Kita terhenyak ketika Claudia Roukx , pejabat Bank Dunia dibidang Spesialis Kesehatan Utama, merekomendasikan kepada Indonesia agar mereformasi anggaran kesehatan melalui asuransi kesehatan dan melibatkan perusahaan swasta dalam program asuransi ini. Ekonom senior Bank Dunia Wolfgang Fengler mengatakan, pemerintah tidak perlu menetapkan besaran tertentu dalam APBN untuk sektor kesehatan, seperti pada pendidikan, karena keterbatasan anggaran. “Kalau pendidikan ada target, kesehatan juga dibuat target, maka tidak akan ada yang tersisa dalam APBN untuk infrastruktur, misalnya,” kata Fengler.

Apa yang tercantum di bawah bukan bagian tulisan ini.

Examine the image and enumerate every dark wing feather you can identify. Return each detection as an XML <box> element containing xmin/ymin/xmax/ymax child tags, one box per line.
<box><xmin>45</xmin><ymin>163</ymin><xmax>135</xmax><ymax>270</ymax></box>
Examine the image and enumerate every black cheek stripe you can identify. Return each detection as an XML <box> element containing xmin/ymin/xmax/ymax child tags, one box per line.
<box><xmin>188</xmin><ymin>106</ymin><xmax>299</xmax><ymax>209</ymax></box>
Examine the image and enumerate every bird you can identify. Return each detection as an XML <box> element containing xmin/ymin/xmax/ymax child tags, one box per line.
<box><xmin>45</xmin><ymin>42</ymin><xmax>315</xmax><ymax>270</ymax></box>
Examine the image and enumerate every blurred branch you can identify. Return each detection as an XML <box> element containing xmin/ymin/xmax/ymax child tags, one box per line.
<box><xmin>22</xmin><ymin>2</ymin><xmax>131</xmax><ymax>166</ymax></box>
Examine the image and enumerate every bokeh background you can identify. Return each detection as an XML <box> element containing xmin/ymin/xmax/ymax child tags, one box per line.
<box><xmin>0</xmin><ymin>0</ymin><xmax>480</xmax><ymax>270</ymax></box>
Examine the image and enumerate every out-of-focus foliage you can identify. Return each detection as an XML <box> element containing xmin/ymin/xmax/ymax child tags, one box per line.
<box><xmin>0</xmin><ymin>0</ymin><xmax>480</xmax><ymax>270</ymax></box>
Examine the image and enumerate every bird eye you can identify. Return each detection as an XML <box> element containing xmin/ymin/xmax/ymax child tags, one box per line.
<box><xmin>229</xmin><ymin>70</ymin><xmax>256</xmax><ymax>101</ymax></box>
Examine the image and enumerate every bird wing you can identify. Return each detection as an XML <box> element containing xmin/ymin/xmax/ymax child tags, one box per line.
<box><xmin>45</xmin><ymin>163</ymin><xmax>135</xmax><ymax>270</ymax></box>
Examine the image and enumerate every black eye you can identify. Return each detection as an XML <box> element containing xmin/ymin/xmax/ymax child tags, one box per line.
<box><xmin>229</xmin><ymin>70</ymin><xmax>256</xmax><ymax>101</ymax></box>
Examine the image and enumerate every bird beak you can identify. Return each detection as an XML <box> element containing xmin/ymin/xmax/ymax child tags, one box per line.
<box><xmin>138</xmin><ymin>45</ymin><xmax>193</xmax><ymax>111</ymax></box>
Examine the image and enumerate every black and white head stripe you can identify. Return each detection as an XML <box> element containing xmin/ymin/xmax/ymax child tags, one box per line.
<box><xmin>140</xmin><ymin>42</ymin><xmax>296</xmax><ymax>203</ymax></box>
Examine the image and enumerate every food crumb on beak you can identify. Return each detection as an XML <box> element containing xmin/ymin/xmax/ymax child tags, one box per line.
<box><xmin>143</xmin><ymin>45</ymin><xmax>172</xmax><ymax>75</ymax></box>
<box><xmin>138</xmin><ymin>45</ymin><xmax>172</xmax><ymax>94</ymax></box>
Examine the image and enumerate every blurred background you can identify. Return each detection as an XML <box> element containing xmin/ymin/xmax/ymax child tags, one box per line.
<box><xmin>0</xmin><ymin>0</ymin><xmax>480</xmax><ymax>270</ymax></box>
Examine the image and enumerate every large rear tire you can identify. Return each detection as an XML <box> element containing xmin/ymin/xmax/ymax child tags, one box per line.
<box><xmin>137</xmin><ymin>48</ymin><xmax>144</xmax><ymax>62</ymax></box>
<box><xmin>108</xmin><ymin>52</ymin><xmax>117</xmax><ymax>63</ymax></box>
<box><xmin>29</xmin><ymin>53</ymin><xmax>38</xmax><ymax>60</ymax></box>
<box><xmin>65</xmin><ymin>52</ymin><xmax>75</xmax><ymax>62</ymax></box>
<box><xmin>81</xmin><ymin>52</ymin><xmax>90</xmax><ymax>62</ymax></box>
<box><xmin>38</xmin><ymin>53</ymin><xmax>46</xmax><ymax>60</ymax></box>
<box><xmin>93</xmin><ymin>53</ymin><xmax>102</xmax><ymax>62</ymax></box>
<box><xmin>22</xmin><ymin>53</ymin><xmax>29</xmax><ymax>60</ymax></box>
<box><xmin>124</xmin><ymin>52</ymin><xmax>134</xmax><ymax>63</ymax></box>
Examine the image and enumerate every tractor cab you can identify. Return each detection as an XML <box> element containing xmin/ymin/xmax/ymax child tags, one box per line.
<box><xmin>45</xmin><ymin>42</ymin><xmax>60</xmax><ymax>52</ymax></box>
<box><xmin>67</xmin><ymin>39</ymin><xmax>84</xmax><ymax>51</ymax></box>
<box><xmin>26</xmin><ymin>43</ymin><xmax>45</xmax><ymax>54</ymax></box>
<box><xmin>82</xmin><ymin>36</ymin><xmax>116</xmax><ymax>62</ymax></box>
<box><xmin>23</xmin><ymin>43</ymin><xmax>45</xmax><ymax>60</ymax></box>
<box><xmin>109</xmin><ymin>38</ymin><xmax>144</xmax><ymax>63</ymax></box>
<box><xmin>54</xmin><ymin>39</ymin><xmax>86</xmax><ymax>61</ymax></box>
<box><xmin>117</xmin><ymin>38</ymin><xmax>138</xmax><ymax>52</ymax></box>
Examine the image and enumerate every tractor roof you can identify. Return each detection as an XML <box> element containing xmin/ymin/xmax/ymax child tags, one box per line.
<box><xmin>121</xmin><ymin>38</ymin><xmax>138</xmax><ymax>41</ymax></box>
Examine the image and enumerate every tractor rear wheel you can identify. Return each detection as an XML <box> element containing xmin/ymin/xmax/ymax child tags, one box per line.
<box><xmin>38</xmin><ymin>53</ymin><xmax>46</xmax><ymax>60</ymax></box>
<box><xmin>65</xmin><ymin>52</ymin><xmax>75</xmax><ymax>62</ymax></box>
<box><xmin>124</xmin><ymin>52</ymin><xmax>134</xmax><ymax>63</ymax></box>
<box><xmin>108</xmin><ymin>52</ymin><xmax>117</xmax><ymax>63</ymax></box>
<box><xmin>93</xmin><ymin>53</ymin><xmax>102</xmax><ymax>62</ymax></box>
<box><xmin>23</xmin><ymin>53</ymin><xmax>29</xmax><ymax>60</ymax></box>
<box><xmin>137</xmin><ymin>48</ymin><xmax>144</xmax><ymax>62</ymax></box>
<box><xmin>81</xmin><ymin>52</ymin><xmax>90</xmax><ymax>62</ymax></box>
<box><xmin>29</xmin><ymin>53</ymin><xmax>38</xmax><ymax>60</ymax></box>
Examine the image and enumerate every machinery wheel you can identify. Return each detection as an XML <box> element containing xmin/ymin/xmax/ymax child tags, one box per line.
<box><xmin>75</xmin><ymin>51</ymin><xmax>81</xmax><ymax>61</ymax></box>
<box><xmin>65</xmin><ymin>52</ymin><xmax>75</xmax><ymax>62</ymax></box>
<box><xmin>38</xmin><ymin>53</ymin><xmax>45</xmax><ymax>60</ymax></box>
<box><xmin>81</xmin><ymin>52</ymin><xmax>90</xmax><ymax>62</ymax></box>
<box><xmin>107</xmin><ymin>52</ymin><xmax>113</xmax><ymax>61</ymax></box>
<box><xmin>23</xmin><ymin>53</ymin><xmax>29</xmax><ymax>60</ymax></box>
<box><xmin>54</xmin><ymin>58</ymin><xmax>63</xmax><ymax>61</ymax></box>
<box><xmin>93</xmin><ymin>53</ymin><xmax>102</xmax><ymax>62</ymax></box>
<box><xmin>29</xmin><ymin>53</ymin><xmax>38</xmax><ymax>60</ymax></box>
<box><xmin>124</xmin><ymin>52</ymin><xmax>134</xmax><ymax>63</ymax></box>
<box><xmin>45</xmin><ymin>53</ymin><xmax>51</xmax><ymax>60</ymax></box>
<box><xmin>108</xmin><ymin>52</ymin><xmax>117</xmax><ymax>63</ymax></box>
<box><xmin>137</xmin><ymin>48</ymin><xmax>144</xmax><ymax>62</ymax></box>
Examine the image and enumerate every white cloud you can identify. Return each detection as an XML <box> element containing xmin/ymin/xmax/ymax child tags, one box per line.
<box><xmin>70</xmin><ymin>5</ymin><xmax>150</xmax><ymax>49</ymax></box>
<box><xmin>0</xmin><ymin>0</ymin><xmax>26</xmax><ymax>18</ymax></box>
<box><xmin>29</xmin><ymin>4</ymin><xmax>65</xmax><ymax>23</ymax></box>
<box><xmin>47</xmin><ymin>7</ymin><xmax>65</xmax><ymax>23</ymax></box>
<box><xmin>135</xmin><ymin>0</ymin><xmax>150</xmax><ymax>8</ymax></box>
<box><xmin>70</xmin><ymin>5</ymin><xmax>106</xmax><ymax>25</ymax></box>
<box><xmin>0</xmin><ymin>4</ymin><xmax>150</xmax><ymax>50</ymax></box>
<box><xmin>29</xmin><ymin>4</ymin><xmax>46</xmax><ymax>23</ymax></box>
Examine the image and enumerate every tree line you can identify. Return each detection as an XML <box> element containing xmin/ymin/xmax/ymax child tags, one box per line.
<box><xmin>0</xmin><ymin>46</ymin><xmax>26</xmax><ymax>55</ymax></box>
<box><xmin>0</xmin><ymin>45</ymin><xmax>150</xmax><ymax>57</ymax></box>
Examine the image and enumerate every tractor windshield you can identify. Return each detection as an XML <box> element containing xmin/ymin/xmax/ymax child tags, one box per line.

Tapi Fengler lupa akan laporan WHO tahun 2000 dimana Indonesia menempati peringkat 154 dari 191 negara dalam hal alokasi anggaran untuk kesehatan.
Apakah makna kejahatan dan kekejaman ? . Mungkin sulit dijawab oleh Claudia dan Fengler. Bagaimana dengan kita sendiri?. Sebuah rumah pemukiman miskin didatangi oleh segerombolan penjahat. Mengendap dimalam hari kedalam salah satu rumah. Mereka merampok seisi rumah yang tak seberapa nilainya. Kemudian, melihat wanita didalam rumah yang terjaga karena kehadiran mereka, Wanita itu diperkosa dan kemudian di bunuh. Keesokan harinya kita membaca sebuah berita tentang "kejahatan dan kekejaman". Kita bertanya tentang moral manusia. Kita mengutuk karena tidak ada lagi yang membedakan manusia dan binatang. Kemudian , kita juga membaca di koran pagi tentang wajah muram yang meradang sakit tak berdaya karena kemiskinan . Kemudian terlempar keluar dari ruang medis, hanya karena rumah sakit tak mampu lagi menanggung biaya berobat gratis dan akhirnya mati. Juga ada banyak orang yang hidupnya biasa biasa saja ,lantas kemudian langsung bangkrut hanya karena menanggung biaya berobat yang mahal dan akhirnya mati juga. Bahkan meninggalkan hutang yang harus ditanggung oleh keluarga yang hidup. Sadis! Manakah kesadisan diantara yang kita lihat dan baca itu ?
Kekejaman dan kejahatan ada dalam ruang system pelayanan kesehatan dinegeri ini. Sebagaimana system pelayanan public lainnya maka cara caranya sudah menjadi mesin yang memeras dan kadang kala memperdayakan dengan program mulia namun sulit dijangkau oleh system yang korup. Padahal senyatanya pelayanan kesehatan adalah mata rantai yang berhubungan dengan kebijakan disektor lainnya seperti lingkungan yang sehat dan tingkat pendapatan yang manusiawi. Maka kalau ingin melihat bagaimana sejatinya orientasi negara kepada rakyatnya maka lihatlah pelayanan kesehatannya kepada public. Lihat juga ketimpangan system pelayanan antara yang kaya dan miskin. Itulah realitas yang ada.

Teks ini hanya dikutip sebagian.